Opinion: It was sobering to hear Conservation Minister Tama Potaka’s acknowledgement that New Zealand will need to prioritise which elements of our unique biodiversity we will manage. However, as the minister acknowledged, with only meagre funds, we can’t manage all biodiversity threats everywhere. Instead we must identify places where management can deliver the greatest gains – remaining places will presumably be ‘let go’, either through benign neglect or worse still, by divestment.
A careful review of New Zealand’s current biodiversity management would be a good place to start. The majority of our biodiversity funds across multiple organisations are currently committed to implementing Predator Free 2050, a strategy that aims to eradicate some introduced predators (rats, possums, mustelids, but not feral cats, mice or hedgehogs) across all of New Zealand by 2050.
Yes, Predator Free 2050 is delivering some gains. It has promoted strong public involvement in conservation, and delivered benefits for a number of predator-vulnerable species, particularly birds. However, there is significant concern in New Zealand’s conservation science community at the vanishingly small chances of achieving ‘eradication’ with current technology, the very lop-side biodiversity gains that the strategy would deliver, and our failure to serious consider alternative, more cost-effective strategies that better address the full range of our biodiversity goals.

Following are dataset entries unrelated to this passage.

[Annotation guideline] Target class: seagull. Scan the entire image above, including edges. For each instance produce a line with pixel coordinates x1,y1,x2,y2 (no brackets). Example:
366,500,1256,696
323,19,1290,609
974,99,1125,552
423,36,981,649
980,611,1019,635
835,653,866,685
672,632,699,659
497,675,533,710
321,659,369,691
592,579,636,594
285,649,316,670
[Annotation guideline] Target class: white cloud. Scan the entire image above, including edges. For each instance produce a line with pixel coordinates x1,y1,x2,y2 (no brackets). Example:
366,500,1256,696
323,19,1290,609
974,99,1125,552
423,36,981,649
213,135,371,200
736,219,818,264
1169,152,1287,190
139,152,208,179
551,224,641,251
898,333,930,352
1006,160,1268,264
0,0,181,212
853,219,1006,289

Importantly, the Department of Conservation’s past decade of annual reports clearly document the impact that the pursuit of Predator Free 2050 has had on its conservation work. Its funding commitment to it has steadily increased over this period, while management of other major biodiversity pressures such as browsers and weeds has steadily reduced. That leaves many of our other threatened species, along with the ecosystems on which they depend, being left to slowly decline.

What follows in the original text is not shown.